Los cátaros
rechazaron el culto a la cruz, por considerarla un simple instrumento de
tortura utilizado por el Mal, un objeto que debía inspirar repulsa y no
veneración.
Rechazaban
también el carácter sacrificial de la misa:
Puesto que
Cristo sólo tuvo apariencia humana, y no cuerpo, ni carne ni sangre física y
material, carecía de sentido el proceso de transubstanciación que
supuestamente se producía en la eucaristía, en el acto de consagración que
celebraba el sacerdote en el altar.
Interpretaban de
manera simbólica las palabras pronunciadas por Cristo en la Última Cena.
Jesús tomó el
pan, dio gracias, lo partió y dijo: “Tomad y comed, éste es mi cuerpo”.

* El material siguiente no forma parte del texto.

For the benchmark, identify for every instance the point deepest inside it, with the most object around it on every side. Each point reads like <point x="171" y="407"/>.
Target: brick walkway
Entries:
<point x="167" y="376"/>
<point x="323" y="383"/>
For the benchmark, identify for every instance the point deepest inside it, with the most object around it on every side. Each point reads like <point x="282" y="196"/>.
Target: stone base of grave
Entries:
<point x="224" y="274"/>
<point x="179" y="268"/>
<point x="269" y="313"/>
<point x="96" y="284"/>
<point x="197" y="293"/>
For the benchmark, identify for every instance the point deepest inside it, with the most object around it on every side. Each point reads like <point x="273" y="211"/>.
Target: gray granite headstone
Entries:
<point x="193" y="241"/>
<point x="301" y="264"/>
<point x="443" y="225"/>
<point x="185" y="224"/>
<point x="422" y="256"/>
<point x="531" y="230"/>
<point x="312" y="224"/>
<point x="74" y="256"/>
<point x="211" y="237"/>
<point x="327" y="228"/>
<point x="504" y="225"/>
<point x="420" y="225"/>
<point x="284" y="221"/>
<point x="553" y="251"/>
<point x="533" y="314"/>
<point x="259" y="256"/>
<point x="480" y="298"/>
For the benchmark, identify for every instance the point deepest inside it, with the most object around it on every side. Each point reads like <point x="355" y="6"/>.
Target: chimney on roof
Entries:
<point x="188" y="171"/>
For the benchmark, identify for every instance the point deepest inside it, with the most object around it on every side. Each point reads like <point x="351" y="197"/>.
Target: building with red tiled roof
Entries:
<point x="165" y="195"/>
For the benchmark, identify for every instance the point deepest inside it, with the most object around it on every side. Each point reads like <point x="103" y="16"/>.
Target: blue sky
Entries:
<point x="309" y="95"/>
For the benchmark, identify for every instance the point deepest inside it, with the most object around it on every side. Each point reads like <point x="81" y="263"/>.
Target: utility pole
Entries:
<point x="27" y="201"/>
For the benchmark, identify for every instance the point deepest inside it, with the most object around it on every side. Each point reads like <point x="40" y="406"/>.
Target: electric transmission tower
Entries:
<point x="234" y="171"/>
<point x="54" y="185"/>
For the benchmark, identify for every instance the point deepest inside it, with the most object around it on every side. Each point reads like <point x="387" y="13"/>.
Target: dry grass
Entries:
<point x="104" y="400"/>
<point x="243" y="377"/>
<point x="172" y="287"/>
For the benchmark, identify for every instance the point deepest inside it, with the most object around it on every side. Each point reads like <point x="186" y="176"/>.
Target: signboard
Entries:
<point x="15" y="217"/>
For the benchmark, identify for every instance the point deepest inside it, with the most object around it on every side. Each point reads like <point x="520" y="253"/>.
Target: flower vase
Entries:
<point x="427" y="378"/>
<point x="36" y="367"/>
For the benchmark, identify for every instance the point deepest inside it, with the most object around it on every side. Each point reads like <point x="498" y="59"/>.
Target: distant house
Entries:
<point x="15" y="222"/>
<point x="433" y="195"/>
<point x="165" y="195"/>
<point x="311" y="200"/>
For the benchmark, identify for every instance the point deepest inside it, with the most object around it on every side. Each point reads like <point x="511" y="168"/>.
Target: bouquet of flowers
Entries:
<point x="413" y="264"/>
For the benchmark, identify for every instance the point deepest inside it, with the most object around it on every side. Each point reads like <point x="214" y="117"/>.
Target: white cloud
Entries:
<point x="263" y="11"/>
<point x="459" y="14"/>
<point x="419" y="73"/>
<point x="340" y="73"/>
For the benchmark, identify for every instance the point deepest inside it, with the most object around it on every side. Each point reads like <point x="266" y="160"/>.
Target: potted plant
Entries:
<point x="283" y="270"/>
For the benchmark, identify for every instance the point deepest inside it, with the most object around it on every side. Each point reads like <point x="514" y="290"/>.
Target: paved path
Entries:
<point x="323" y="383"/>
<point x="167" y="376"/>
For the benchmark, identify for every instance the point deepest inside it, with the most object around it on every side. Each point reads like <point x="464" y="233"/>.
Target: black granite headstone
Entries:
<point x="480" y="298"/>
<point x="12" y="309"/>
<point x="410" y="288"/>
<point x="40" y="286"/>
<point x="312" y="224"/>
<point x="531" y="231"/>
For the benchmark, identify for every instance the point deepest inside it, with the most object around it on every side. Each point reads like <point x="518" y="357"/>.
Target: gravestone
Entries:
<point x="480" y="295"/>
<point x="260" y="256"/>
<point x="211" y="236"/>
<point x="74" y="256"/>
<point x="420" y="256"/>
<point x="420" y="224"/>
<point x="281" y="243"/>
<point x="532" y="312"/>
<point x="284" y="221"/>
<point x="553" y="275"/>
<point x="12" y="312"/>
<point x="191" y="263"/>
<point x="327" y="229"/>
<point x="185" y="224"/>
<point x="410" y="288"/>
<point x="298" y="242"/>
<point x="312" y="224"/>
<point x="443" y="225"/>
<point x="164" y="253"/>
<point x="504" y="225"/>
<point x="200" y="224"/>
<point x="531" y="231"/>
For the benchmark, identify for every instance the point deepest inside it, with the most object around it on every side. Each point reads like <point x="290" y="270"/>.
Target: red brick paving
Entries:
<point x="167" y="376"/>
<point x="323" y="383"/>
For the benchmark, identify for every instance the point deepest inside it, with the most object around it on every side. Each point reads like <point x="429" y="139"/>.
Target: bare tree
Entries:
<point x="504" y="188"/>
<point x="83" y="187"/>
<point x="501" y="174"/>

Asimismo tomó la copa y dijo: “Esta copa es la nueva alianza de mi sangre”.
El significado
de esas palabras era que el pan de ese cuerpo que debía distribuirse, el vino
de esa sangre que debía verterse, eran simplemente el Mensaje del Evangelio,
que debía difundirse entre todos los hombres.
“Haced esto en
memoria mía”, dijo Cristo en la Última Cena. Y así, en cada comida, el más
anciano de los Buenos Hombres o de las Buenas Mujeres presentes bendecía el
pan y lo repartía a todos los comensales, como el Pan de la Santa Oración, en
un gesto ritual y litúrgico sin valor sacramental.
El anciano, de
pie ante la mesa, envolvía el pan en una servilleta blanca, inclinaba la cabeza
para murmurar una plegaria y pronunciar un “Deo gratias”, partía el pan en
tantos pedazos como comensales y lo distribuía, con un “benedicite” para cada
uno. El rito se celebraba en torno a una mesa, no en un altar.
Pierre Maury,
joven pastor de Montaillou que viajó con el Buen Hombre Jacques Authié, contó
al inquisidor que ambos se habían detenido para comer y que Jacques había
bendecido el pan y le había dado un trozo, explicándole que Jesús había hecho
lo mismo y que ello no significaba que el pan se convirtiera en el cuerpo de
Dios.
El Padrenuestro
de los cátaros pedía a Dios el “pan suprasustancial”, el pan espiritual, en vez
del “pan de cada día”, el pan material: Pedían al Padre que los alimentara con
su Palabra.
La salvación
del alma no radicaba en un pedacito de pan sino en la Gracia del Espíritu
Santo y en la observancia de los preceptos evangélicos.